JBJS(Am)の紹介記事で、「THAにはリハビリテーションは無意味ではないのか?」という、リハビリテーション関係者には少しキツイ内容です。



Formal Physical Therapy After Total Hip Arthroplasty Is Not Required: A Randomized Controlled Trial, Austin, Matthew S. MD et.al,  Journal of Bone & Joint Surgery - American Volume: 19 April 2017 - Volume 99 - Issue 8 - p 648–655



THAは、完成度の高い術式のひとつであり、良好な臨床成績が得ることが可能です。
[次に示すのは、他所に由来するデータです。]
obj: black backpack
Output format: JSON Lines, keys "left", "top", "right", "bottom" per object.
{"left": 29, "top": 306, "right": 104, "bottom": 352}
本研究では、THAの良好な臨床成績にリハビリテーションがどの程度寄与するのかを調べました。


その結果なのですが、意外にもあまり口出ししないリハビリテーションでも、従来の方法とほぼ同等の臨床成績が得られることが分かりました。


費用面の考慮すると、従来から行われている伝統的なリハビリテーションは不要であると主張されても反論できません。リハビリテーション科医師や理学療法士にはキツイ結果です。


個人的には、関節可動域改善にはリハビリテーションの力が大きいと思うのですが、JBJSにアクセプトされていることを勘案すると、治療方針を考え直す必要があるのかもしれません。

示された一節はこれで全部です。